Simply put, the 7-10% Rule applies to trading and where you start to lock gains to ensure that you consistently profit. A lot of newbies are often lost, thus befuddled, and don’t know when to lock gains, especially in a winning trade or a stock that is up hugely, so this will shed some insight moving forward. I know this because I had the exact problem back in 2016, and even some part of 2017–until I came up with a very effective rule.
How it works
The 7-10% Rule generates consistency, and this is what grows your account immensely. When you get into a trade and don’t know where to sell–be it a swing trade or day trade–make it a habit to always lock half after 7-10% gain. That is, if you have 1000 shares of stock ABC at $1.00 and it goes to about $1.07-$1.10, sell about 500 shares to guarantee those gains, and then if the stock goes up 20%, sell another 250 shares. Now you’re left with 250 shares (1/4th of your initial position) to enable you capture a much bigger move without FOMO (fear of missing out) being a deterrent.
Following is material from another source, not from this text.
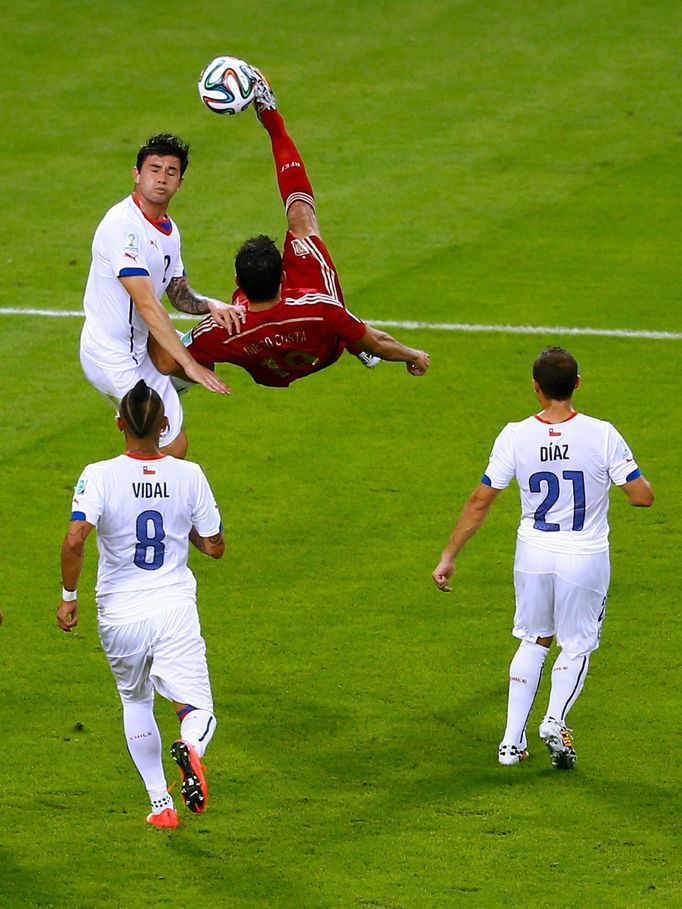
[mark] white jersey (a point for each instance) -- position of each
(143, 510)
(126, 243)
(564, 472)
Remember that it’s not about the swiftest, but the most consistent… Don’t be swayed by those posting gains online, as we all have different stories; so, go at your own pace. In a similar fashion, when you’re down 5% or more on any trade, consider selling it or at least shaving your position size. Risk management is equally as important in trading as anything else. The 5% is your stop loss, and it’s particularly more important when you’re buying near support (visit my blog about support and resistance) because that stop loss is seldom likely to hit compared to when you chase a stock that’s already up 15%+.
Ultimately, the 7-10% gets you to a very safe zone, especially when you’re still learning and building your account. But that would change once you gain more experience, for you would then have a clear idea of how high a stock could run due to the catalyst, share float, or chart setup, etc,.